Lavoro e Professione

«Dati e conclusioni parziali. E nessuna ricerca delle cause»: i ginecologi prendono posizione sui dati resi noti dal ministero

«Lungi da noi l'idea di difendere o giustificare in alcun modo eventuali comportamenti scorretti. Tuttavia, non possiamo astenerci dal rilevare che senza un'analisi delle cause profonde del fenomeno, difficilmente si potranno ottenere dei risultati. Non si può ignorare la crescita dei contenziosi medico-legali, ai quali si associa la piaga della "medicina difensiva", e il fatto che tutte le condanne comminate ai ginecologi, per danno fetale, portino la motivazione: «per non aver eseguito il taglio cesareo» o in alternativa, «per non aver eseguito prima il taglio cesareo».


In un comunicato congiunto la segreteria nazionale della Fesmed, la Federazione sindacale medici dirigenti cui aderiscono i ginecologi iscritti alle sigle Acoi, Aogoi, Sedi e Sumi prende posizione contro i primi dati presentati dal ministero il 18 gennaio scorso, sui "problemi di validità delle informazioni contenute nelle Sdo con procedura di parto cesareo". «Sorprendentemente - spiega il comunicato Fesmed - i risultati presentati hanno riguardato solo 1.117 cartelle (il 34% del campione da esaminare). In compenso, nel comunicato del ministero è stato dato ampio risalto alla discordanza tra quanto scritto in cartella e il codice riportato sulla Scheda di dimissione ospedaliera. Il comunicato del Ministero si conclude con un'analisi dei costi, che stima in 1.139,08 euro la spesa non necessaria per ogni parto cesareo condotto in assenza di indicazione clinica. Neanche una parola - puntano il dito i ginecologi - sulle possibili cause del fenomeno e solo una generica raccomandazione alle Regioni, affinché attivino il controllo di tutte le cartelle cliniche».

Secondo i professionisti non si può considerare ininfluente, ai fini della discordanza fra diagnosi clinica e Sdo, il fatto che non esista una codifica per "taglio cesareo su richiesta materna", diagnosi contemplata anche dalle linee guida del ministero della salute, fatto che costringe a utilizzare delle codifiche alternative sulla Sdo.

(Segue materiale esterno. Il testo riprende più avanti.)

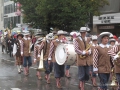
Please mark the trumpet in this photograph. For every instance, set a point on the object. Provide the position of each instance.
(116, 61)
(29, 47)
(84, 56)
(113, 83)
(41, 65)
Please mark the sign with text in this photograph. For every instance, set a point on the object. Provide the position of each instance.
(107, 19)
(106, 27)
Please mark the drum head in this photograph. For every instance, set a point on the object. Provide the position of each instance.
(60, 54)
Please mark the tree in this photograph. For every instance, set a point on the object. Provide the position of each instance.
(62, 14)
(68, 14)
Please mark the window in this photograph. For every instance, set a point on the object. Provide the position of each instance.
(6, 0)
(8, 9)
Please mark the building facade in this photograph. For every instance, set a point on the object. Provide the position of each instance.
(109, 20)
(11, 14)
(1, 15)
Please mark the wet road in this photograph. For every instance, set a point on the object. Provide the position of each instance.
(11, 80)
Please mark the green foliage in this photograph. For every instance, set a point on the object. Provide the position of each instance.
(62, 14)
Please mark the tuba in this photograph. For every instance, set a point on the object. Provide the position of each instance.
(41, 66)
(84, 56)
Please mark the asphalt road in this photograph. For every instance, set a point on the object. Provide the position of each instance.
(11, 80)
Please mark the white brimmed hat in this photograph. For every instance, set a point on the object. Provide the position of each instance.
(88, 29)
(74, 33)
(111, 35)
(49, 36)
(83, 29)
(39, 40)
(94, 37)
(61, 32)
(26, 33)
(112, 40)
(103, 34)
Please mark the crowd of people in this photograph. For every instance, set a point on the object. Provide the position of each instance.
(96, 54)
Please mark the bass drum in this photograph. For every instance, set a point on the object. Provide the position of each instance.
(65, 54)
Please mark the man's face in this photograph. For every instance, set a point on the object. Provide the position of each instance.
(105, 39)
(83, 33)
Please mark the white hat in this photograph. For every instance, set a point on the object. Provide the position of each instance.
(83, 29)
(103, 34)
(112, 40)
(49, 36)
(27, 33)
(94, 37)
(76, 33)
(88, 29)
(39, 40)
(61, 32)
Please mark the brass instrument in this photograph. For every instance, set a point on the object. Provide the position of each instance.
(84, 56)
(41, 66)
(29, 47)
(113, 78)
(116, 61)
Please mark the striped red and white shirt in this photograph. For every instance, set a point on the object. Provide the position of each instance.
(113, 51)
(76, 46)
(52, 48)
(36, 48)
(95, 57)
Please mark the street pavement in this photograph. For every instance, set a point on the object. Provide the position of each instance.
(11, 80)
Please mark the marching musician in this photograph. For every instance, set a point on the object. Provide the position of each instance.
(101, 60)
(37, 57)
(17, 52)
(26, 52)
(80, 45)
(45, 45)
(112, 42)
(92, 74)
(67, 67)
(114, 53)
(58, 69)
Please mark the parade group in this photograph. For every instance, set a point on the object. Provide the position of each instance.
(94, 55)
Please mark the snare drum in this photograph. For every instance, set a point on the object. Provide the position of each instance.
(65, 54)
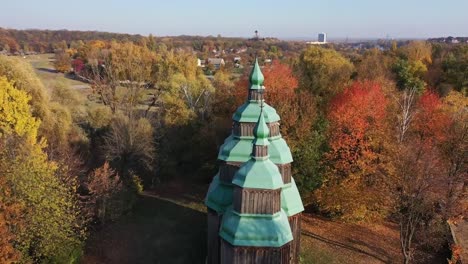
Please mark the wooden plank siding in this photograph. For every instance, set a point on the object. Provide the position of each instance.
(254, 255)
(285, 170)
(295, 224)
(214, 222)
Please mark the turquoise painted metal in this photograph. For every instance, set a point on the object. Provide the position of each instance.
(256, 78)
(219, 195)
(236, 149)
(250, 111)
(290, 199)
(255, 230)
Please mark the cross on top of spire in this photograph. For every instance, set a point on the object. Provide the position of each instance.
(261, 130)
(256, 76)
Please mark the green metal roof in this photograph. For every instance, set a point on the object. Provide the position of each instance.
(261, 131)
(290, 199)
(255, 230)
(260, 174)
(219, 195)
(250, 111)
(239, 150)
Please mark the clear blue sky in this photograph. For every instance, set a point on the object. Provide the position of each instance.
(276, 18)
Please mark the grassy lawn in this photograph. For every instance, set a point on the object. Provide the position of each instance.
(169, 226)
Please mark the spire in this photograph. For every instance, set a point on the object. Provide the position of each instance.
(261, 130)
(256, 77)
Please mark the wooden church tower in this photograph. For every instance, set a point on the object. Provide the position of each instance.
(230, 196)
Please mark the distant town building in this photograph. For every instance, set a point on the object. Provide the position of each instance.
(322, 37)
(216, 62)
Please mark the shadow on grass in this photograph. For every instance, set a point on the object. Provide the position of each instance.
(47, 70)
(157, 231)
(348, 247)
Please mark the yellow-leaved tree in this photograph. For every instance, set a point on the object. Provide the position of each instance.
(49, 215)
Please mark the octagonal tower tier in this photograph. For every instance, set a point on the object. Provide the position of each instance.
(237, 150)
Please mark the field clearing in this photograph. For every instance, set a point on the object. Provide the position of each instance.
(168, 224)
(173, 217)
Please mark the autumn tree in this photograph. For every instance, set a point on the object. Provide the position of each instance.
(62, 61)
(50, 219)
(104, 185)
(453, 150)
(129, 146)
(374, 65)
(352, 187)
(305, 129)
(120, 74)
(410, 74)
(417, 166)
(323, 72)
(455, 69)
(418, 51)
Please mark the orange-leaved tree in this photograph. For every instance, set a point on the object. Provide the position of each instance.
(357, 126)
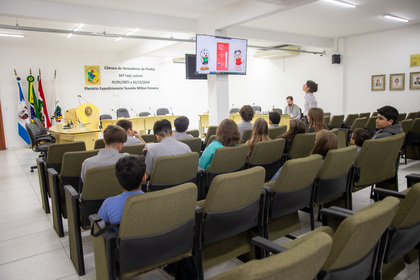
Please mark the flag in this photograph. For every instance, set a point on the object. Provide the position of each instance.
(42, 104)
(32, 98)
(23, 114)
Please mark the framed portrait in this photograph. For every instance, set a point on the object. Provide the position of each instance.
(396, 81)
(415, 80)
(378, 82)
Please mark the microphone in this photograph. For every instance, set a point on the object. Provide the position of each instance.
(134, 112)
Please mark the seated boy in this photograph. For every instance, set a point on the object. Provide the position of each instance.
(130, 172)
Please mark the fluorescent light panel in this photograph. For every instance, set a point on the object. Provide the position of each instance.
(346, 4)
(396, 18)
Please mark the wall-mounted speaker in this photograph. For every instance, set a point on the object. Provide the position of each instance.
(336, 59)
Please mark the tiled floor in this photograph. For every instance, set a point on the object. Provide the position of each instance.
(30, 248)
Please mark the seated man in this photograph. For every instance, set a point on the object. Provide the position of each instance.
(292, 109)
(133, 136)
(114, 138)
(167, 146)
(386, 123)
(130, 172)
(181, 125)
(273, 119)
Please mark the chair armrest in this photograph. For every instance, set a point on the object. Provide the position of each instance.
(268, 245)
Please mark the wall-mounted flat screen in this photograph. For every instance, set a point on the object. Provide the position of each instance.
(220, 55)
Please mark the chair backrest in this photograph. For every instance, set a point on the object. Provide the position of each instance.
(376, 160)
(169, 171)
(162, 111)
(194, 144)
(301, 261)
(246, 135)
(193, 132)
(336, 121)
(350, 119)
(122, 113)
(136, 149)
(355, 242)
(364, 115)
(274, 132)
(149, 138)
(157, 228)
(268, 154)
(302, 145)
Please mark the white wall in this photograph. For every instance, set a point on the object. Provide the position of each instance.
(343, 88)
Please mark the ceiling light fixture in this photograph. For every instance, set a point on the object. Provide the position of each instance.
(346, 4)
(396, 18)
(11, 35)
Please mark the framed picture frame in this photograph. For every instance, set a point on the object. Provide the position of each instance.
(396, 81)
(378, 82)
(415, 80)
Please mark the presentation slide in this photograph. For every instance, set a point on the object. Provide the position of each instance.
(220, 55)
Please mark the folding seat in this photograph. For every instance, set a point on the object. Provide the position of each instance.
(232, 214)
(267, 154)
(100, 183)
(156, 229)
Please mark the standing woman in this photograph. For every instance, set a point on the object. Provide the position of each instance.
(310, 101)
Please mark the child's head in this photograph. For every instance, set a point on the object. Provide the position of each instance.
(130, 171)
(359, 136)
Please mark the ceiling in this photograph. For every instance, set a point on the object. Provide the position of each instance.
(310, 24)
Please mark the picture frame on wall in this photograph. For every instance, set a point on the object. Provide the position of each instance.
(415, 80)
(396, 81)
(378, 82)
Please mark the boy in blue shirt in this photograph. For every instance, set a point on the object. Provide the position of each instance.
(130, 172)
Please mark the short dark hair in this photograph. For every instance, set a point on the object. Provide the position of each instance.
(126, 124)
(114, 134)
(360, 135)
(162, 128)
(274, 117)
(389, 112)
(247, 113)
(181, 124)
(129, 171)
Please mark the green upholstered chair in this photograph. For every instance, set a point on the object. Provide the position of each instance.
(54, 160)
(290, 193)
(377, 163)
(246, 135)
(156, 229)
(302, 145)
(99, 144)
(69, 175)
(356, 240)
(297, 260)
(332, 181)
(169, 171)
(275, 132)
(136, 149)
(194, 132)
(404, 233)
(225, 160)
(99, 184)
(371, 125)
(267, 154)
(149, 138)
(401, 116)
(211, 130)
(364, 115)
(336, 121)
(195, 144)
(233, 207)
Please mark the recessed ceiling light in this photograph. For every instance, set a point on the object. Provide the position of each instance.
(396, 18)
(11, 35)
(346, 4)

I ginecologi si dicono infine «perplessi di fronte alla scelta del ministero della Salute di aver voluto enfatizzare dei dati parziali, che nulla aggiungono a quanto fosse già noto, in piena campagna elettorale e in concomitanza con la proclamazione dello stato di agitazione dei medici che operano nei punti nascita, nei consultori familiari e negli ambulatori ostetrici del territorio». Forte e reiterata è la richiesta al Governo: inserire nei loro programmi di Governo il problema del contenzioso medico-legale e avanzare proposte per il suo superamento, da adottare immediatamente dopo la formazione del nuovo Governo.